Color image compression and encryption scheme based on compressive sensing and double random encryption strategy

• Published in: Signal processing Vol. 176; p. 107684
• Main Authors: Chai, Xiuli, Bi, Jianqiang, Gan, Zhihua, Liu, Xianxing, Zhang, Yushu, Chen, Yiran
• Format: Journal Article
• Language: English
• Published: Elsevier B.V 01.11.2020
• Subjects: Chaos; Compressive sensing; Image compression; Image encryption; Chaos; Image encryption; Compressive sensing; Image compression
• ISSN: 0165-1684
• DOI: 10.1016/j.sigpro.2020.107684

•Based on compressive sensing and double random encryption strategy, a novel color image compression and encryption scheme is proposed.•DRPP is presented to shuffle sparse coefficient matrices of three components of plain images.•ADMMCP is produced to measure the sparse coefficients for CS.•SDRDIC is utilized to attain the diffusion of inter-intra components of color images.•The proposed encryption algorithm is highly sensitive to the plain image.
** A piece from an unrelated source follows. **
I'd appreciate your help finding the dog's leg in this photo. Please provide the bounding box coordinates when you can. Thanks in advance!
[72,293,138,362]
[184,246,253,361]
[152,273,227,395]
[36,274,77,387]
Based on compressive sensing and double random encryption strategy, a novel color image compression and encryption scheme is proposed in this paper. The architecture of compression, confusion and diffusion is adopted. Firstly, the red, green and blue components of color plain image are converted to three sparse coefficient matrices by discrete wavelet transform (DWT), and then a double random position permutation (DRPP) is introduced to confuse the coefficient matrices. Subsequently, Logistic-Tent system is utilized to generate the asymptotic deterministic random measurement matrix based on chaotic system and plain image (ADMMCP), which is used to measure the coefficient matrices to obtain measurement value matrices. Moreover, simultaneous double random pixel diffusion between inter-intra components (SDRDIC) is presented to modify the elements of measurement value matrices to obtain the final cipher image. A 4-D hyperchaotic system is applied to produce chaotic sequences for confusion and diffusion, the initial conditions of the used chaotic systems are controlled by the SHA 512 hash value of plain image and external keys, such that the proposed image cryptosystem may withstand known-plaintext and chosen-plaintext attacks. Experimental results and security analyses verify the effectiveness of the proposed cipher.